So the not so good points. Percocet must tag some of the same receptors in the brain as natural endorphins do. I generally only took the stuff at night, but its sedating effects must last many hours after its pain killing effects. Once I stopped taking the stuff, my fuse got pretty short. I've made it through the first two weeks, and the thought of being in a cast with crutches for another two months just kills me. Meanwhile, Brett is set to climb Zoncolan in Italy on Sunday. The mental challenge of not being able to ride for some time is really only a small part of trying to stay positive. I'm utterly dependent on others right now for transportation and general assistance around the house. I cannot put any weight on my left foot and cannot risk doing something that forces me to have to catch my balance with it. I haven't even gone downstairs to look at my bikes. I assume my Gary Fisher Superfly that broke my leg is down there. I'm not even sure how it got back home. I don't think I like that bike anymore. I hinted in a previous post that maybe had I been on my plush Racer-X that day, I might not have bobbled through a completely benign section of trail.
I researched ankle breaks. Seems there are a lot of horror stories out there. Maybe people only complain when things go bad. I have to say though, given how serious my fracture was, I'm probably doing ok so far. I missed less than 40hrs of work through this. I'm thankful I have office job and can keep my leg up as much as needed. I've read others missed three weeks or more of office work with an ankle break requiring surgery. If I worked on my feet, I would have to go on disability for a few months.
I'm also just starting efforts that raise my heart rate. Have to be careful with this, as you don't want to exacerbate swelling. Hopefully I'm past the risk of blood clots too. I've had enough activity this past week I think I would have either dropped dead or any clots would have dissipated.
My Concept2 SkiErg arrived Wednesday. My lovely wife Cathy assembled it Thursday night. She did quite well. I found it entertaining that she has less patience than I do with stubborn screws that don't line up just right. There were two sections to the ergometer. One was the erg itself, which can be direct mounted to a wall or in an optional stand. I wanted to place the unit in our family room, so I ordered the stand to go with it. Each section weighs 60+ lbs. The instructions noted that two people are needed to raise and hold the erg when attaching it to the upper portion of the stand. Cathy is only 5ft tall, and this was well above her head. I had a friend on call standby for this part if needed, but Cathy took on the challenge to managed to single-handedly finish the assembly. It required standing in a window sill. What would I do without her? The erg appeared to work flawlessly right out of the box. I was really looking forward to trying it out.

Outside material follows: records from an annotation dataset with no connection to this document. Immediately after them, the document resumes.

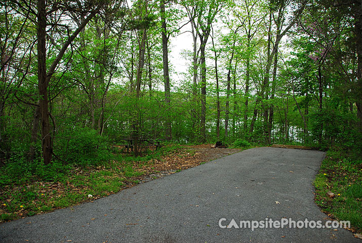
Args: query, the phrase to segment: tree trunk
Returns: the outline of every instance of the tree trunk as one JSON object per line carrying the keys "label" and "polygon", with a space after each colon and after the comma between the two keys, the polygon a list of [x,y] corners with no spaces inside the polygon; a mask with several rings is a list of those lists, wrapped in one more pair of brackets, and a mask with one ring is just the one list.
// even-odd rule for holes
{"label": "tree trunk", "polygon": [[229,63],[229,70],[227,71],[227,76],[226,77],[226,104],[225,107],[225,139],[226,140],[228,134],[228,130],[229,127],[229,113],[230,112],[230,108],[229,105],[229,99],[230,98],[230,82],[231,80],[230,73],[231,70],[231,59],[230,60]]}
{"label": "tree trunk", "polygon": [[[166,26],[166,18],[165,10],[165,0],[161,0],[161,34],[162,35],[162,56],[164,66],[164,80],[165,80],[165,102],[167,109],[170,109],[171,103],[170,90],[170,74],[169,73],[169,54],[168,48],[168,38]],[[167,112],[169,114],[170,112]],[[172,138],[171,123],[168,115],[166,121],[165,139],[170,140]]]}
{"label": "tree trunk", "polygon": [[215,79],[216,79],[216,107],[217,109],[217,114],[216,116],[216,139],[217,141],[220,140],[220,94],[219,92],[219,75],[218,73],[218,66],[217,66],[217,54],[216,53],[216,49],[215,49],[215,44],[214,43],[214,38],[212,38],[213,48],[214,49],[214,54],[215,54]]}
{"label": "tree trunk", "polygon": [[[206,40],[207,38],[204,40]],[[202,43],[200,47],[201,56],[201,142],[206,142],[206,58],[205,57],[205,48],[206,41]]]}
{"label": "tree trunk", "polygon": [[359,132],[362,134],[362,1],[355,4],[355,33],[357,51],[357,118]]}
{"label": "tree trunk", "polygon": [[31,129],[31,138],[30,148],[29,149],[29,161],[31,162],[35,158],[35,148],[37,139],[37,133],[39,131],[39,121],[41,118],[39,106],[36,106],[34,118],[33,119],[32,128]]}
{"label": "tree trunk", "polygon": [[[323,82],[322,79],[322,74],[321,71],[320,65],[318,66],[318,83],[319,87],[318,91],[319,92],[319,112],[321,115],[322,110],[323,109]],[[319,144],[322,142],[322,135],[323,134],[323,123],[321,122],[320,125],[319,133],[318,135],[318,142]]]}
{"label": "tree trunk", "polygon": [[42,119],[42,144],[43,146],[43,158],[44,164],[48,165],[52,160],[52,140],[50,136],[50,124],[48,110],[48,86],[49,82],[47,78],[46,65],[46,28],[47,20],[45,9],[45,0],[37,1],[37,75],[38,87],[40,101],[39,112]]}
{"label": "tree trunk", "polygon": [[[139,56],[138,56],[138,67],[137,67],[137,80],[136,86],[136,109],[138,109],[138,102],[139,98],[141,96],[141,83],[142,81],[142,71],[143,70],[143,66],[144,66],[144,56],[145,56],[145,46],[146,43],[146,37],[147,37],[147,31],[146,29],[142,30],[142,34],[141,37],[141,43],[139,47]],[[135,120],[133,121],[132,125],[132,139],[133,139],[134,145],[134,152],[135,156],[138,156],[139,146],[138,140],[139,139],[139,113],[138,111],[136,111],[135,115]]]}
{"label": "tree trunk", "polygon": [[250,82],[250,58],[247,58],[247,72],[245,81],[245,111],[244,113],[244,132],[246,132],[248,128],[248,106],[249,99],[249,83]]}
{"label": "tree trunk", "polygon": [[[278,64],[278,53],[275,53],[274,57],[274,67],[273,68],[273,78],[271,85],[271,93],[270,94],[270,99],[274,100],[275,92],[275,86],[276,85],[276,69]],[[270,105],[270,111],[269,112],[269,121],[268,125],[268,143],[271,143],[271,128],[273,126],[273,119],[274,118],[274,105],[272,103]]]}

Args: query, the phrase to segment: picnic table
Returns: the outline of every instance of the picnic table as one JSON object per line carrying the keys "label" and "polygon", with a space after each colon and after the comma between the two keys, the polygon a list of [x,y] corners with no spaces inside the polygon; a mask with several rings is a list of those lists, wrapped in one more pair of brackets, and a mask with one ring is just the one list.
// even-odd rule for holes
{"label": "picnic table", "polygon": [[[123,140],[126,141],[127,143],[127,144],[122,144],[120,146],[123,146],[125,147],[125,148],[127,148],[127,152],[129,152],[130,149],[131,149],[131,151],[133,151],[135,139],[127,138],[123,139]],[[138,142],[138,148],[155,148],[156,149],[158,149],[162,147],[160,141],[164,140],[165,139],[137,139],[137,142]]]}

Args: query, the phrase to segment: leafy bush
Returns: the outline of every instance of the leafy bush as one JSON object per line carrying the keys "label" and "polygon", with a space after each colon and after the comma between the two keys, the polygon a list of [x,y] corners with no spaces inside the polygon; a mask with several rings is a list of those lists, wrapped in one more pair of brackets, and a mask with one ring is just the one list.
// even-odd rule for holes
{"label": "leafy bush", "polygon": [[234,143],[232,144],[232,147],[243,148],[245,147],[249,147],[250,145],[250,143],[247,140],[239,138],[235,140]]}
{"label": "leafy bush", "polygon": [[[64,136],[65,135],[65,136]],[[56,148],[67,163],[82,166],[104,165],[112,158],[107,137],[88,128],[78,128],[62,135]]]}

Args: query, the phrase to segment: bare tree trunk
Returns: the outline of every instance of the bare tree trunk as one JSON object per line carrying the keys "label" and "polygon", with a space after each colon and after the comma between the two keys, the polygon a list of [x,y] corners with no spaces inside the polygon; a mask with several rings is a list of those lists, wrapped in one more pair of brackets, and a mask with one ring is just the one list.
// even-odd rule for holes
{"label": "bare tree trunk", "polygon": [[[271,93],[270,94],[270,99],[274,100],[275,93],[275,86],[276,85],[276,69],[278,64],[278,53],[275,53],[274,57],[274,67],[273,68],[273,78],[271,85]],[[269,113],[269,121],[268,126],[268,143],[271,143],[271,128],[273,126],[273,119],[274,118],[274,105],[272,104],[270,105],[270,111]]]}
{"label": "bare tree trunk", "polygon": [[[164,66],[164,80],[165,81],[165,102],[167,109],[170,109],[171,103],[170,90],[170,74],[169,73],[168,37],[166,26],[166,17],[165,10],[165,0],[161,0],[161,35],[162,35],[162,56]],[[168,112],[169,113],[169,112]],[[165,138],[170,140],[172,138],[172,128],[170,118],[168,115],[166,121]]]}
{"label": "bare tree trunk", "polygon": [[[322,79],[322,74],[321,71],[320,65],[318,66],[318,83],[319,87],[318,89],[319,92],[319,112],[321,112],[323,109],[323,81]],[[320,114],[321,115],[321,114]],[[322,135],[323,134],[323,123],[320,123],[319,133],[318,135],[318,141],[319,144],[322,142]]]}
{"label": "bare tree trunk", "polygon": [[362,1],[359,0],[355,4],[355,33],[356,35],[356,49],[357,51],[357,118],[359,132],[362,134]]}
{"label": "bare tree trunk", "polygon": [[43,157],[44,164],[48,165],[51,162],[52,140],[50,135],[49,114],[48,110],[48,86],[49,82],[47,78],[46,59],[46,28],[47,27],[45,0],[37,1],[37,75],[38,87],[40,101],[39,112],[42,117],[42,144]]}
{"label": "bare tree trunk", "polygon": [[147,46],[147,65],[148,66],[148,90],[149,91],[149,97],[152,97],[152,67],[151,66],[151,47],[148,45],[148,42],[146,42]]}
{"label": "bare tree trunk", "polygon": [[[207,38],[206,38],[206,40]],[[200,47],[200,61],[201,61],[201,142],[206,142],[206,59],[205,48],[206,41],[203,42]]]}
{"label": "bare tree trunk", "polygon": [[36,106],[34,118],[33,119],[32,128],[31,129],[31,138],[30,147],[29,149],[29,161],[32,161],[35,158],[35,145],[37,139],[37,133],[39,131],[39,121],[40,120],[41,114],[39,106]]}
{"label": "bare tree trunk", "polygon": [[216,53],[216,49],[215,49],[215,44],[214,43],[214,36],[213,32],[213,48],[214,49],[214,54],[215,54],[215,79],[216,79],[216,106],[217,109],[217,114],[216,116],[216,139],[217,141],[220,140],[220,92],[219,92],[219,74],[218,73],[218,56]]}
{"label": "bare tree trunk", "polygon": [[249,83],[250,82],[250,58],[247,59],[247,72],[245,81],[245,111],[244,113],[244,132],[248,127],[248,106],[249,99]]}
{"label": "bare tree trunk", "polygon": [[[139,59],[138,59],[138,67],[137,67],[137,84],[136,88],[136,98],[137,101],[136,105],[138,109],[139,98],[141,95],[141,82],[142,80],[142,71],[143,66],[144,65],[144,56],[145,56],[145,46],[146,43],[146,38],[147,37],[147,31],[146,29],[142,30],[142,39],[139,46]],[[139,139],[139,112],[136,111],[136,115],[134,117],[135,120],[133,122],[132,125],[132,138],[133,139],[134,144],[134,152],[135,156],[138,156],[139,153],[138,140]]]}
{"label": "bare tree trunk", "polygon": [[[231,62],[231,59],[230,60],[230,63]],[[229,66],[230,66],[231,63],[229,63]],[[230,72],[231,68],[229,69],[227,72],[227,84],[226,84],[226,104],[225,107],[225,139],[226,140],[227,138],[228,130],[229,127],[229,113],[230,112],[230,108],[229,105],[229,99],[230,98],[230,82],[231,80]]]}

My first "workout" lasted 10 minutes. I was seated on a stool, so I could contribute no leg and only limited ab muscles to the effort. I had to be sure I was not putting any pressure on my left leg. So how many Watts did I average for 10 minutes? 76W. Unbelievable. 76W on the bicycle wouldn't even nudge my HR above resting. Yet 76W was enough to turn my triceps into jelly. Seated polling is almost all triceps, and I just don't have any. There's no way I can get my endorphin fix at 76W.
No way to come up on your toes with a broken leg.
Jump ahead two days to Saturday. I hobbled around much of the morning on crutches, pretty much destroying my forearms and triceps. I still was intent on upping the effort slightly, in both duration and intensity. I managed 83W for 13min. I believe Olympic skiers can do over 300W while standing for this duration. I bet standing won't increase my power by much, as my triceps will still be the weak link. To fully demoralize me, Cathy stepped up and did 120W like it was nothing, although not for 10 minutes. My base SkiErg does not come with HRM function, so I used my Garmin GPS to monitor my HR. Towards the end of today's workout, I spiked it a bit and got my HR up to 137bpm. That's approaching tempo effort on a bicycle, so there is hope.
I did get some ab crunch while seated.
To save a little cycling specific muscle mass at risk of grossly unbalancing my body, I jumped on the LeMond RevMaster spin bike with left crank arm removed. Again, I was humbled. I experimented once with Power Cranks, those evil devices where each leg spins and works independently of the other. I barely survived 45 minutes on a recovery ride with those things. One legging the RevMaster was about as challenging. My hip flexor immediately rebelled. I lasted about 8 minutes. I did manage to get my HR above 140bpm though. So I have another weak link on my quest for an endorphin fix. I will have to beef up my triceps and hip flexor before I can generate any real wattage in either modality.
A 40 lb flywheel was not enough to keep my
right hip flexor from crapping out.
Hopefully, between the SkiErg and spin bike, I can get through the next couple of months without totally losing my mind. I already have a half-baked idea of placing the spin bike in the SkiErg and working the two simultaneously. I probably lack the coordination for such a masochistic activity, but I bet I could squeeze another 10-20bpm out of it. I think that will be a few weeks away at best though. Two of my three bone breaks are assisted by plates, screws and cast, but the third is left exposed above my cast and gives me the most pain if I do anything that remotely perturbs it. Need to play it safe for a few more weeks. Posting might become a bit sparse for a while. Thanks for reading.